The counties that would eventually make up the Principality of Catalonia were gradually unified under the rule of the Count of Barcelona. In 1137, the County of Barcelona and the Kingdom of Aragon were unified under a single dynasty, creating what modern historians call the Crown of Aragon; however, Aragon and Catalonia retained their own political structure and legal traditions.
What race?
Not a race, rather a set of beliefs forming part of a culture, largely relating to a historic thread consisting of Catholic absolutism and ethnocentrism.

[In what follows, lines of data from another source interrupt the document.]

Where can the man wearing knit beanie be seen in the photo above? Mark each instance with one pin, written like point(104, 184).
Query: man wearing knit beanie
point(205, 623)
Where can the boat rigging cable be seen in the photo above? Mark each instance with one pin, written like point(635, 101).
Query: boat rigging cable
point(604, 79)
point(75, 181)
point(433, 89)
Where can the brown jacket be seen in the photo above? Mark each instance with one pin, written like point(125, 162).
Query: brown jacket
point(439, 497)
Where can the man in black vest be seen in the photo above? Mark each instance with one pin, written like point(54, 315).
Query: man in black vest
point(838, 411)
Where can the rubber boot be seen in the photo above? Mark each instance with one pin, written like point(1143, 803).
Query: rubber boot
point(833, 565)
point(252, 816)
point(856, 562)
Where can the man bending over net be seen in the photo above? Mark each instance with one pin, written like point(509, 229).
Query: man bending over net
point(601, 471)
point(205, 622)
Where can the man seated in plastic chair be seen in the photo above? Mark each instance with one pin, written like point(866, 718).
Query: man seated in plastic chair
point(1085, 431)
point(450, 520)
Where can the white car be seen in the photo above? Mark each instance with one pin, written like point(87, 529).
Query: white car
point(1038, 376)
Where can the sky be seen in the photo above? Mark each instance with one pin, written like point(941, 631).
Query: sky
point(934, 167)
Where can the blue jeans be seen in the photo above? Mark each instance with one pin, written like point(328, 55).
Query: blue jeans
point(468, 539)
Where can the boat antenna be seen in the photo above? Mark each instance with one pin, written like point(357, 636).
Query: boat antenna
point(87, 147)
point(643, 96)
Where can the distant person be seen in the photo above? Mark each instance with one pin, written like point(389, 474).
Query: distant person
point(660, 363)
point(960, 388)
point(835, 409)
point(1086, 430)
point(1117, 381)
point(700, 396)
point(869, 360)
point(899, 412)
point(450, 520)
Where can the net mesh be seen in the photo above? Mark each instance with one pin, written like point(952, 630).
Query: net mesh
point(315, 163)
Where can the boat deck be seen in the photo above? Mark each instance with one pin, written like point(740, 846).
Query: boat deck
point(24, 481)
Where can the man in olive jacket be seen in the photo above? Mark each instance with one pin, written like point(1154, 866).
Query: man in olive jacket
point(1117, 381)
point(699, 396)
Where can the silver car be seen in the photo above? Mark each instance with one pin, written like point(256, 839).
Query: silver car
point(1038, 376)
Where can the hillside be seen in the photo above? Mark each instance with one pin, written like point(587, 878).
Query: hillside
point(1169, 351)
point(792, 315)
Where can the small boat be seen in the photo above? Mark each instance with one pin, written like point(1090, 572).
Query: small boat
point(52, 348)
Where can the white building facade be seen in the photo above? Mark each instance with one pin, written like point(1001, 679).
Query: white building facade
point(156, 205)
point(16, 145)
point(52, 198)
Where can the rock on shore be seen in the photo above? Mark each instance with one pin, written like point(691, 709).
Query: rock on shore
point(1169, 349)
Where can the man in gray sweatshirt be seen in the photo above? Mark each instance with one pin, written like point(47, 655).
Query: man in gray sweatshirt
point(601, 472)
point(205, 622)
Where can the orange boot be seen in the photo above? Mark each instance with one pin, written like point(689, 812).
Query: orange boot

The track record is decidedly one-sided with respect to Catalonia.
The difference is even noticable in language learning skills, something I am well-placed to know. In this case, difficulty in placing oneself in another's shoes or adopting a different perspective slows learning, especially with regard to idiomatic expressions. That there is no simplistic one-to-one literal translation is more an obstacle to one mindset than another, and can be seen in extreme cases as almost a ridiculous affront. This difference, of course, is reflected in objective tests, which in this case I developed and administered myself in the past for use by major institutions.
Try that racist moniker on someone else, dude. Google "central tendencies" and apply the learning. Datasets are not uniform, but they can be indicative.